“IN FUTURE YEARS, our competitors won’t be the local insurance companies in Ireland. They will be the Googles and Facebooks of this world and we have to step up.”
Ian Tracy, marketing manager of Aviva Ireland’s life insurance arm, told Fora the pensions industry is due a shake-up.
Young people that entered the workforce during the recession realise that pension pots are important, but they don’t “engage” with them, he said.
That’s why the insurance giant is looking to make retirement trendier through an online marketing campaign that talks about the price of a pint in 2045 instead of selling “idealistic visions of elderly people on yachts”.
“If we don’t start talking in the language that young people are interested in, we will cease to exist,” Tracy said. ”We’ll be seen as this fuddy-duddy insurance company.”
He says the pensions industry “has been behind the curve” in terms of educating the market, certainly in comparison to the banking sector.
“People find pensions confusing,” he said.
“It doesn’t involve buying a financial product.

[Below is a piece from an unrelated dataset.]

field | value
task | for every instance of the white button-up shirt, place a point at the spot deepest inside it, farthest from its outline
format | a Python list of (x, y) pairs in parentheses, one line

You’re investing in the stock market, which scares the bejaysus out of most people because there are always horror stories.”
The multinational’s London headquarters recently launched the ‘digital garage’, a converted warehouse located in the gritty Hoxton district where executives ditch their ties for t-shirts and dream up pension products for the tech-savvy generation.
One of the first products to come out of the ‘garage’ was the Shape My Future app, which shows customers what kind of lifestyle they can afford at retirement age based on their current savings.
A similar tool was launched by Aviva Ireland called Mind The Pensions Gap, which is a website where customers calculate the gap in their retirement fund.
Although Ireland’s pensions market is different to the UK’s – which is largely driven by auto enrollment – Aviva Ireland is still keeping an eye on what’s coming out of the ‘garage’.
“Everyone is educated on banking stuff because the banks do a great job of getting people young,” Tracy said. “We as an industry don’t do that.”
The next step, he says, is to re-purpose the UK’s policy-managing MyAviva app for Ireland, which is expected to happen in the new year.
Aviva is not the only multinational tinkering with online tools for the smartphone generation.
Most of the main providers have mooched into this space: Zurich Life, for example, launched an app three years ago.
“Tools like our ‘Risk Profiler‘ help people to understand their attitude to risk before making an investment,” the company’s head of online and digital marketing, Sean Carty, told Fora. “After that, they’re in a better position to construct a suitable pension portfolio with their financial advisor.
“Once they’re up and running our customers can interact with our client dashboard which keeps them up to date on their investment progress.”
However, the true opportunity for new technology to shakeup the pensions sector is not by repackaging policies, but tackling the administrative side of things, according to Peter Oakes, founder of Fintech Ireland.
“The thing about the pensions is that there is a lot of administration behind them, which is really cumbersome,” he told Fora. ”If you can digitise the administrative piece of the pensions, that’s where the real benefit is going to be.”